Narhem inspira une grande bouffée d’air frais. Le printemps naissant rendait le paysage merveilleux. Il était heureux. Il se sentait remarquablement bien. Il observa les vignes devant lui. L’épamprage était en cours. Narhem se tourna vers la forêt dans son dos. Les arbres centenaires fourniraient le bois nécessaire aux tonneaux. Il s’avança sur le chemin. Il avait rendez-vous dans la clairière aux mille fleurs.
Il ne lui avait pas été difficile de convaincre Emelyne, la fille du meunier, de l’y rejoindre. Beau, bien bâti, fortifié par des années à fendre le chêne, l’écourter, à manier le doloire, à jointer avec minutie, à mettre en rose au marteau et à la chasse, à cintrer, à chauffer, à poser les fonds en robinier, à percer la bonde et le broquereau, à mettre en place les feuillards de châtaignier, pour enfin poncer et nettoyer. Tout cela lui avait donné un corps puissant et robuste.
Certes, il s’en servait principalement pour se battre à la taverne après avoir trop bu, et alors ? La vie était courte et méritait d’être savourée. Ses pensées le menèrent vers sa femme et ses critiques incessantes. Il perdait la moitié de l’argent qu’il gagnait dans les combats de chiens et de coqs ? Et alors ? De l’argent, il en avait. Il comptait bien en profiter. Elle avait de quoi faire vivre les mômes !

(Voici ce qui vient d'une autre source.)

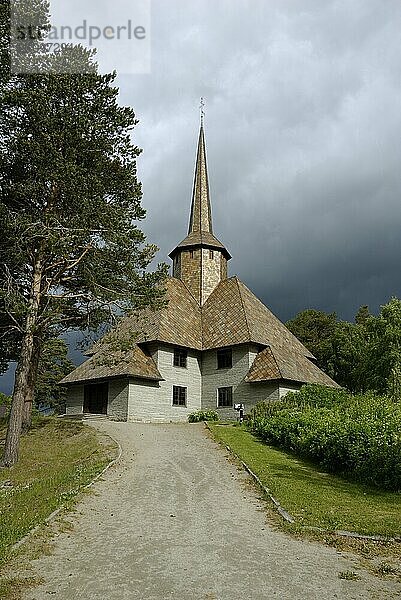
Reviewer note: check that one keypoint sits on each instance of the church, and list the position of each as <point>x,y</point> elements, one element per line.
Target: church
<point>213,344</point>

Il arriva à la clairière. Cela sentait la lavande et quelques abeilles bourdonnaient. Emelyne n’était pas encore arrivée. Il s’assit sur un rocher plat. Sa femme, il l’emmerdait. Il préférait largement passer sa soirée avec la jolie fille du meunier qu’avec cette casse-couille qui passait son temps à le critiquer. Il cracha par terre. Son mollard fut la dernière chose qu’il vit pendant longtemps.
Pourtant rompu à l’art du combat au poing, il ne put rien contre le sac jeté sur sa tête et les mains liées dans le dos. D’un coup sec, un de ses agresseurs tira sur une ficelle et le sac enserra sa gorge, le privant de toute visibilité. Il était dans le noir complet. Il se débattit mais quelques coups bien placés l’assagirent rapidement.

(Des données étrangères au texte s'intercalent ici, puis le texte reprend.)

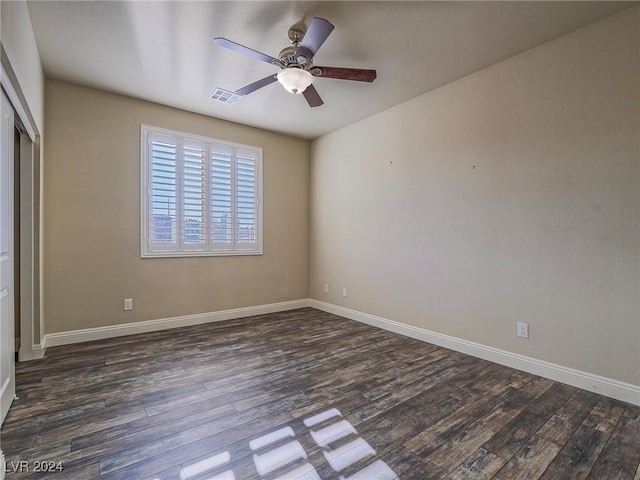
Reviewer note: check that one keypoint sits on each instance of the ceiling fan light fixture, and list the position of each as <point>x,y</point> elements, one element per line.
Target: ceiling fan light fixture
<point>295,80</point>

Il fut mis debout et, une dague sous la gorge, se laissa dévêtir en tremblant. Il demanda plusieurs fois l’identité de ses agresseurs, ne comprenant pas ce qui lui arrivait. Toujours sous la menace de la lame, il se retrouva entièrement nu, dans un silence pesant. Qui que soient ses agresseurs, ils ne disaient pas un mot. Des mains touchèrent son sexe. Il tenta d’éviter mais le couteau appuyant sur sa carotide le calma.
Sa femme avait-elle décidé de lui faire payer ses aventures ? Non, elle était bien trop faible pour mettre en place en tel stratagème ! Était-ce l’un des maris cocus ? Dans ce cas, la liste des candidats possibles aurait pu remplir un grimoire entier.
Une corde fut entourée autour de la base de son sexe et enroulée autour de ses testicules. La lame disparut et on tira sur la corde, amenant une intense douleur à l’entrejambe de Narhem, qui suivit sous la terrible contrainte. La marche commença.
Entièrement nu, Narhem pensa que ses agresseurs cherchaient à le ridiculiser. Il demanda leur identité, leur destination, leurs intentions. Il n’obtint que le silence en retour.
Il aurait pensé que marcher pieds nus lui apporterait davantage de douleur et pourtant, il fut surpris de ne ressentir qu’une légère gène. Marcher les mains dans le dos, à l’aveugle, tiré par une laisse liée à ses couilles le gênait bien davantage. Pourtant, il trébuchait rarement. Ses agresseurs choisissaient le terrain avec soin. Il se prit à penser qu’ils avaient l’habitude de ce genre de situation.
La marche dura. Narhem, dans le noir, n’avait plus la notion du temps. Il avait l’impression de marcher depuis des jours et pourtant, il ne ressentait ni fatigue, ni soif. Certes, il marchait souvent mais les douleurs dans les jambes se faisaient sentir, au moins un tiraillement. Là rien. Marchait-il seulement depuis quelques instants ? Son esprit lui jouait-il des tours ?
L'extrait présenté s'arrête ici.